With Porsche put in charge of sports car and luxury sedan development at the Volkswagen Group, we’re going to start seeing the sports car brand developing a greater number of models for fellow Volkswagen Group brands, including the likes of Audi and Bentley. Such a task is made possible due to the development of a new range of modular platforms, in particular, the Modular Standard Platform from Porsche.

This platform, known as the “Modularer Standardantrieb-Baukasten” in German, is for a conventional front-engine, rear-wheel drive layout, hence the word “standard” in its title. A variation of this platform, the Modularer Sport-Baukasten, or Modular Sport Platform, is also being developed, and this one will feature engines in either a mid or rear position. The Modular Sport Platform will be used for a range of future sports cars from the Volkswagen Group, including the next 911.

It was previously thought that this platform would also spawn the next-generation Audi R8 and Lamborghini Gallardo replacement, but Car and Driver is reporting that the next R8 will stick to an Audi platform, which means it’s likely the Gallardo replacement will too.
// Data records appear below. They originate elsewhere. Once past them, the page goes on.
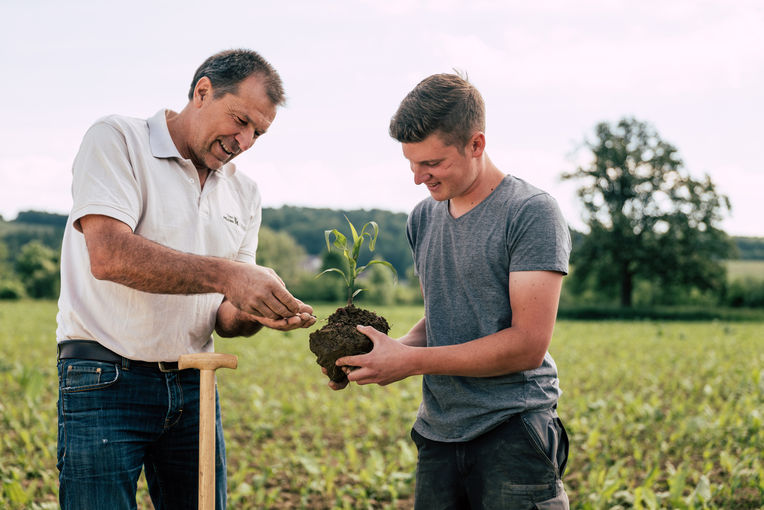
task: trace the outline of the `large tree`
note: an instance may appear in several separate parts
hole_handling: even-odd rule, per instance
[[[563,179],[583,181],[589,234],[573,253],[575,280],[593,282],[631,306],[635,283],[666,292],[724,285],[733,247],[719,227],[729,199],[708,175],[693,179],[677,149],[648,123],[623,118],[595,128],[591,161]]]

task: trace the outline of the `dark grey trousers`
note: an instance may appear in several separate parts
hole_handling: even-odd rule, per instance
[[[569,508],[562,475],[568,435],[554,409],[514,415],[471,441],[411,438],[419,450],[415,508]]]

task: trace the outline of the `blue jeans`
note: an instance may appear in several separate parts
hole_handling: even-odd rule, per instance
[[[562,475],[568,436],[553,409],[514,415],[471,441],[411,437],[419,450],[415,508],[569,508]]]
[[[62,509],[137,508],[142,468],[156,510],[197,508],[199,371],[62,359],[58,379]],[[224,509],[219,403],[216,416],[215,504]]]

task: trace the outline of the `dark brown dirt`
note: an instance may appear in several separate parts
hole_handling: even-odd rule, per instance
[[[356,329],[359,324],[372,326],[385,334],[390,331],[384,317],[351,305],[337,308],[324,327],[310,334],[310,350],[316,355],[316,363],[326,369],[329,379],[334,382],[347,380],[345,372],[334,364],[335,361],[343,356],[365,354],[374,347],[371,340]]]

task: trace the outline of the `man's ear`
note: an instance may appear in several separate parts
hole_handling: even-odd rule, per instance
[[[467,147],[473,158],[479,158],[482,156],[483,151],[485,150],[485,134],[482,131],[478,131],[472,135],[472,138],[470,138]]]
[[[202,106],[204,101],[209,101],[212,98],[212,82],[206,76],[199,78],[194,87],[194,106],[197,108]]]

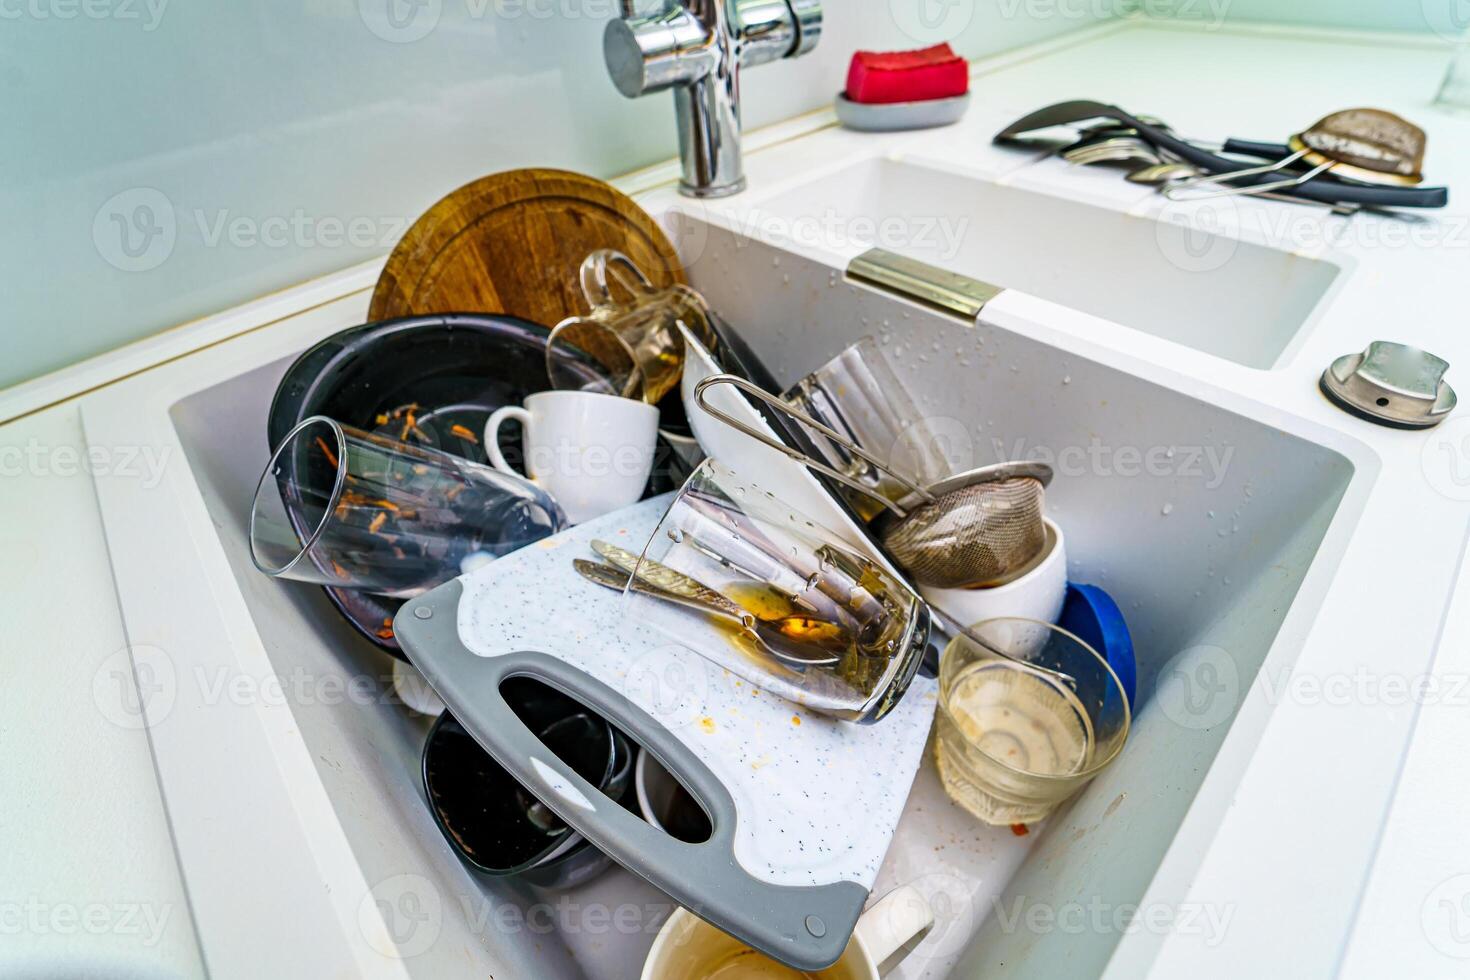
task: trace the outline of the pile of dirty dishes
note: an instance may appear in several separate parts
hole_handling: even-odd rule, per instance
[[[682,373],[680,331],[704,335],[707,311],[687,287],[654,289],[616,252],[589,255],[581,282],[590,311],[549,334],[514,318],[491,324],[450,314],[353,328],[303,354],[277,397],[292,413],[291,427],[275,427],[273,407],[276,445],[251,506],[256,567],[334,595],[369,597],[344,612],[363,628],[354,613],[375,610],[371,629],[386,644],[400,600],[642,499],[660,437],[655,403]],[[472,342],[494,330],[514,335],[518,354],[539,344],[535,367],[527,370],[520,356],[494,358],[489,341]],[[384,376],[381,356],[353,346],[364,334],[379,355],[383,344],[397,351],[412,377]],[[468,353],[485,359],[464,363]],[[323,375],[331,376],[335,401],[322,391]],[[405,390],[425,392],[426,403],[399,405]],[[467,392],[481,394],[466,400]],[[512,392],[521,404],[505,403]],[[375,407],[373,399],[384,397],[396,407]],[[312,398],[350,407],[369,424],[307,414]],[[515,454],[500,439],[510,421],[521,426],[519,459],[507,458]],[[437,698],[415,690],[411,674],[395,671],[405,704],[442,711]],[[549,688],[506,693],[549,749],[633,807],[627,790],[636,746],[626,736]],[[483,874],[570,887],[607,866],[449,715],[427,739],[423,778],[446,839]]]
[[[721,386],[784,419],[782,434],[712,403]],[[991,823],[1038,820],[1117,756],[1132,644],[1105,593],[1067,583],[1062,529],[1045,515],[1050,467],[950,458],[872,338],[780,396],[718,374],[694,391],[700,411],[826,477],[903,572],[898,587],[912,587],[955,636],[940,658],[936,751],[957,802]],[[669,552],[657,540],[650,548]]]
[[[482,445],[488,465],[439,448],[413,404],[380,413],[372,431],[321,415],[297,424],[256,487],[256,567],[410,598],[640,500],[658,439],[654,403],[683,364],[678,326],[708,329],[707,315],[692,290],[654,290],[616,252],[588,256],[581,276],[591,312],[547,339],[552,390],[496,409],[482,434],[451,430]],[[631,291],[615,295],[612,279]],[[519,468],[501,448],[512,421],[521,426]]]

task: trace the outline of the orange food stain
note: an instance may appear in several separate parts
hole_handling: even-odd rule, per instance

Apparently the next R8, which is expected to arrive in late 2014, is already too far into its development to switch to Porsche’s Modular Sport Platform.

Before Porsche’s Modular Sport Platform came into the picture, Audi was reportedly developing an enhanced version of the current R8’s aluminum spaceframe for the car's successor. The enhancements were to include the use of carbon fiber in the construction of the spaceframe, in particular, for the rear bulkhead between the seat backs, as well as for the engine compartment and B-pillars.

Something similar to this concept was revealed at the 2012 Paris Auto Show just last month, suggesting Audi is still working on a new platform. Displayed in the Audi Crosslane concept was a new platform Audi labeled a ‘multi-material’ spaceframe. Instead of purely aluminum, the multi-material spaceframe in the Crosslane concept combined aluminum, carbon fiber and even some fiberglass to make a structure that’s almost as sturdy and light as a full carbon structure, but significantly cheaper to produce in volumes. It’s almost certain that this construction method will feature on the next-generation R8.

As for engines, we've previously reported that the next R8 will once again feature a two-engine lineup, utilizing enhanced versions of the current model’s powerplants. This means a normally-aspirated 4.2-liter V-8 in the base car and a normally-aspirated 5.2-liter V-10 in the range-topper.

Look out for the new R8 to go on sale in early 2015, as a 2016 model.